The ceremony celebrated the present, that the campaign had received pledges for $13.2 of its $15 million goal, but most of the messages focused on a US Lacrosse-led future of the sport that, prior to its 1998 inception, grew only in pockets, from which some fractures remain.

“I have seen first-hand the struggles that a non-traditional area can run into in developing a sport that relies heavily on good coaching, officiating and training,” said Groveston, also the head coach at Grand Valley State in Allendale, Mich. “The role that US Lacrosse plays in these communities across the country is critically important. I know because I see the impact of US Lacrosse first-hand. So many of these youth lacrosse players, who are coached, trained, and kept safe through US Lacrosse initiatives continue their careers and become our college players. We are grateful for the work and the resources of US Lacrosse.”

Stenersen welcomed the gathering to this “historic occasion” and noted that US Lacrosse has made a cumulative investment of $170 million in the sport’s development since ’98. He thanked campaign co-chairs Ed Calkins, Kristen Garlinghouse, Barclay Kass and Frank Kelly before introducing distinguished guests, many with passionate ties to lacrosse or the area.

Kevin Kamenetz, a lifelong resident of Baltimore County and now its chief executive, said he could not believe the campaign had progressed so far so quickly. Speaker of the Maryland House of Delegates Michael Busch, a former lacrosse official, said he was indebted to lacrosse for what it had given to him and to his lacrosse-playing daughters before relaying a funny story about efforts in the Maryland legislature to designate lacrosse as the state’s official sport. Officially, lacrosse is Maryland’s official team sport, in deference to a previous recognition of jousting.

Rich Morgan, chair of the US Lacrosse Board of Directors, said the new facility will “enhance US Lacrosse’s ability to serve the sport. We need to protect the youth experience so that America’s first sport can be handed down to future generations.”

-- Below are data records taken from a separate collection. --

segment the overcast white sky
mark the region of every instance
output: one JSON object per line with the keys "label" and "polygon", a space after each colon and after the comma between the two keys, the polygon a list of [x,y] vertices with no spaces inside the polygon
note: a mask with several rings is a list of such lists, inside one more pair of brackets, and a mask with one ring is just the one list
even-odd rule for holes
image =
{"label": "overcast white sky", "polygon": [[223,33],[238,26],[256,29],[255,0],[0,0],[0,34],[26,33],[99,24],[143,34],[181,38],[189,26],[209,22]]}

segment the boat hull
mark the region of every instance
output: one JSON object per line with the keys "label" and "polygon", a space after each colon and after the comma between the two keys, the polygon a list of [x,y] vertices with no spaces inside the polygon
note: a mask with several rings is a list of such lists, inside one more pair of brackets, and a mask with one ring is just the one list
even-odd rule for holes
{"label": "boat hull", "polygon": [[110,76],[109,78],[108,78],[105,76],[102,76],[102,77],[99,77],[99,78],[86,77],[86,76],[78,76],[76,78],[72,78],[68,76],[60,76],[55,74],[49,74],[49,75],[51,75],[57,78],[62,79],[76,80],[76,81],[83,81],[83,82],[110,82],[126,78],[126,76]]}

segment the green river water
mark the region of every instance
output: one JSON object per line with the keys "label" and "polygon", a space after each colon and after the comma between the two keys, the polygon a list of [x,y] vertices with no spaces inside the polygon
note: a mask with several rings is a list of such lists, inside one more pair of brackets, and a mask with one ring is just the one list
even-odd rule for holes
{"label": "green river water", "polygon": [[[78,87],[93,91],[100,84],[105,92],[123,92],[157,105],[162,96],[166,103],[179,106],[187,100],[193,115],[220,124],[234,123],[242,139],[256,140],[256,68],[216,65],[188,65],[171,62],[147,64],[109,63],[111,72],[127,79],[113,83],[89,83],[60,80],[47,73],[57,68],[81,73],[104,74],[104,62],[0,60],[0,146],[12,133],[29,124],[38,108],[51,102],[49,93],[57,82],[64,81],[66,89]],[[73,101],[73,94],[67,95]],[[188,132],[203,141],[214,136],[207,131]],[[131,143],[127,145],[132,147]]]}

Calkins, also the chair of the US Lacrosse Foundation Board of Directors, thanked predecessors John Ourisman and Bill Blanchard for their vision.

“Working on this project has underwritten the fact that there are so many great people involved in lacrosse,” Calkins said.

US Lacrosse purchased the land in December 2012 and has plans to move to the new site next spring.

Calkins joined Morgan, Kamenetz and Busch in unveiling a “coming soon” architectural rendering of the new facility that will remain on site. Then, with professional cameras zooming and cell phones doing their best to wiggle in, the guarantors of lacrosse’s future donned hard hats and took up engraved shovels, clearing a path in the dirt to a bright, new era for America’s oldest sport.